Nach dem eher nüchternen Verwaltungsakt verbrachte man den Nachmittag und Abend vorwiegend im Garten, das Wetter spielte mit, blauer Himmel, angenehme Temperaturen. Selbstverständlich wurde nicht über die Arbeit gesprochen. Dazwischen liefen letzte Vorbereitungen, von denen das Brautpaar möglichst nichts mitbekommen sollte.

Samstagmorgen, ab acht Uhr, gab es ein großes Frühstück im Garten, mit allen möglichen Köstlichkeiten: Duftende Croissants, edle Käse, Kaffee und Tee, Fruchtsäfte, kaum ein Wunsch blieb unerfüllt. Elisabeth hatte den Dorfbäcker und den Dorfwirt verpflichtet, die ihr Bestes gegeben hatten.

Extra für Michélle hatte Sonja eine bekannte Haarstylistin einfliegen lassen, damit sie sich nicht in einen Salon bemühen musste. Die Stylistin war zufällig eine der besten Freundinnen von Sonja, aber das blieb natürlich geheim. Den von Michélle selbst ausgemachten Termin hatte Sonja diskret abgesagt.

Nach und nach trafen die Gäste des engeren Kreises ein.
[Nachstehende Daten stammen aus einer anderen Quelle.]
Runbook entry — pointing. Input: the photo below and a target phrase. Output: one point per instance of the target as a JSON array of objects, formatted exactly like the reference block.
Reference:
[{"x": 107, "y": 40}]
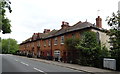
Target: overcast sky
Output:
[{"x": 33, "y": 16}]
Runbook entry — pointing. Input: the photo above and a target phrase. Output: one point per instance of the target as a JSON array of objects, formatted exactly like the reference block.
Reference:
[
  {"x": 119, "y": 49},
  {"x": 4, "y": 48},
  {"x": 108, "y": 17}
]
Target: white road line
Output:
[
  {"x": 24, "y": 63},
  {"x": 39, "y": 70}
]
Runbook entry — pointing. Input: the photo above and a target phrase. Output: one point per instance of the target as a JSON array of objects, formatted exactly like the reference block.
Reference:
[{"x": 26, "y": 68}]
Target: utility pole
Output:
[{"x": 119, "y": 15}]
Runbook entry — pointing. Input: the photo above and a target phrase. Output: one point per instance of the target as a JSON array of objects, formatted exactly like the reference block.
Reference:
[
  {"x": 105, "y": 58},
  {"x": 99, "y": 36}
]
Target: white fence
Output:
[{"x": 109, "y": 63}]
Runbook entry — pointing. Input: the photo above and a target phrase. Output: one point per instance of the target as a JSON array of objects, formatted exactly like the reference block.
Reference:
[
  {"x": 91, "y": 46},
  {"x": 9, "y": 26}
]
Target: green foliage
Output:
[
  {"x": 87, "y": 50},
  {"x": 72, "y": 51},
  {"x": 70, "y": 43},
  {"x": 4, "y": 21},
  {"x": 114, "y": 23},
  {"x": 9, "y": 45}
]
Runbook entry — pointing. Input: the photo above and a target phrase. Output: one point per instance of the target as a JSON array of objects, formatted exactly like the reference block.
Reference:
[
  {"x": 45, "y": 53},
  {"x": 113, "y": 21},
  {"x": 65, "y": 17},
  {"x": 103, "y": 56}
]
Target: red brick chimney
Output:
[
  {"x": 46, "y": 30},
  {"x": 65, "y": 25},
  {"x": 99, "y": 22}
]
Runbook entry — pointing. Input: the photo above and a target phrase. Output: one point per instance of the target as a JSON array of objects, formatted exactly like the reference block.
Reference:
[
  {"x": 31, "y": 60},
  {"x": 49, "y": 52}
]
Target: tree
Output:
[
  {"x": 72, "y": 51},
  {"x": 4, "y": 21},
  {"x": 9, "y": 45},
  {"x": 114, "y": 23}
]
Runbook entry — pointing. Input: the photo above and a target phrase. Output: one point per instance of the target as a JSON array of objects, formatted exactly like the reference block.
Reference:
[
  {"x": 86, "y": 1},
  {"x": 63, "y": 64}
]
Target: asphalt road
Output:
[{"x": 12, "y": 64}]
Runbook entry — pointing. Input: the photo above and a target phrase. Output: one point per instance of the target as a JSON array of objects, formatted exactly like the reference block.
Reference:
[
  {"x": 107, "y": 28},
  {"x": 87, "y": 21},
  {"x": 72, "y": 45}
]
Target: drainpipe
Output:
[{"x": 51, "y": 49}]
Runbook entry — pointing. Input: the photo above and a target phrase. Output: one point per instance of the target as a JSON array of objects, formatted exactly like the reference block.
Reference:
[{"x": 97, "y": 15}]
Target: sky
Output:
[{"x": 33, "y": 16}]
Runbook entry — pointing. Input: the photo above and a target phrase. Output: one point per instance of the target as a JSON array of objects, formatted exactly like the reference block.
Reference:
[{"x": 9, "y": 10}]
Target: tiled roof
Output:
[{"x": 77, "y": 26}]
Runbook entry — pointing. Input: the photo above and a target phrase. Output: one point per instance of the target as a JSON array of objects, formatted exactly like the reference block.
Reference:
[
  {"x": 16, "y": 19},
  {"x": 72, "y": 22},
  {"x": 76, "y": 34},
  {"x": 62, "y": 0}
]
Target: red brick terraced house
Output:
[{"x": 50, "y": 44}]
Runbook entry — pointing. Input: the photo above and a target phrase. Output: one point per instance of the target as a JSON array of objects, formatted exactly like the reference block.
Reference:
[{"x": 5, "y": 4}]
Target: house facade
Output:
[{"x": 50, "y": 44}]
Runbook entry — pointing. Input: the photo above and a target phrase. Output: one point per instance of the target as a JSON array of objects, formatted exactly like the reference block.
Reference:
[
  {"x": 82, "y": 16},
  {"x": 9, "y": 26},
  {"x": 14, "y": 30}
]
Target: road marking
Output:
[
  {"x": 24, "y": 63},
  {"x": 39, "y": 70}
]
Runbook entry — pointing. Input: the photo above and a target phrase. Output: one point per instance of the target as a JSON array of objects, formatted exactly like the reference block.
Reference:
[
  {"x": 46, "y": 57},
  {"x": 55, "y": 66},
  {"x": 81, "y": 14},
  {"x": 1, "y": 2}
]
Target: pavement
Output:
[
  {"x": 86, "y": 69},
  {"x": 12, "y": 64}
]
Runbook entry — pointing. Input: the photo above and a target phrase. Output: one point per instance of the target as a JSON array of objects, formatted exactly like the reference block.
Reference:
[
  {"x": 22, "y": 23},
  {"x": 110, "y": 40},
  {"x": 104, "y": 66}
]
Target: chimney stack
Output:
[
  {"x": 65, "y": 25},
  {"x": 98, "y": 22},
  {"x": 46, "y": 30}
]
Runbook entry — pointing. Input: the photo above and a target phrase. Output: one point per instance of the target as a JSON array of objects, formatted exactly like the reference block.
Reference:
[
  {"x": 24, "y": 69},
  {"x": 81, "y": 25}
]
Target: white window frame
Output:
[
  {"x": 55, "y": 41},
  {"x": 49, "y": 42},
  {"x": 44, "y": 42}
]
Grubers Töchter Edith und Alexandra, als Überraschung für Krüger Elisabeths Tochter Sandra mit Freund Simon.

Um zehn Uhr fuhr die sechsspännige Hochzeitskutsche vor, die das Brautpaar nach Sélestat bringen sollte. Dafür war seit Längerem diskret gesammelt worden. Weder Michélle noch Guerin hatten etwas davon mitbekommen.

Zum absoluten Höhepunkt für Krüger wurde dann allerdings, dass er Michélle an Stelle ihres schon vor ihrer Geburt verschwundenen Vaters, zum Altar führte. Michélle hatte sich das schon vor längerer Zeit gewünscht, und Krüger war einverstanden gewesen.

Danach entglitt der Ablauf der Feier dem engeren Kreis. Die Kirche war kaum groß genug, um alle Gäste aufzunehmen, viele Polizisten in Uniform, Verwandte und Bekannte, alles in allem mehrere hundert Personen.

Das Brautpaar durchschritt ein nicht enden wollendes Spalier. Ansprachen von Vorgesetzten und Kollegen Guerins, nur unterbrochen durch mehr oder weniger originelle Rituale, die das Paar absolvieren musste.

Das Abendessen fand in einem elsässischen Schloss statt, das man für Anlässe mieten konnte. Das blieb so ziemlich das Einzige, dass Guerin selbst organisiert hatte.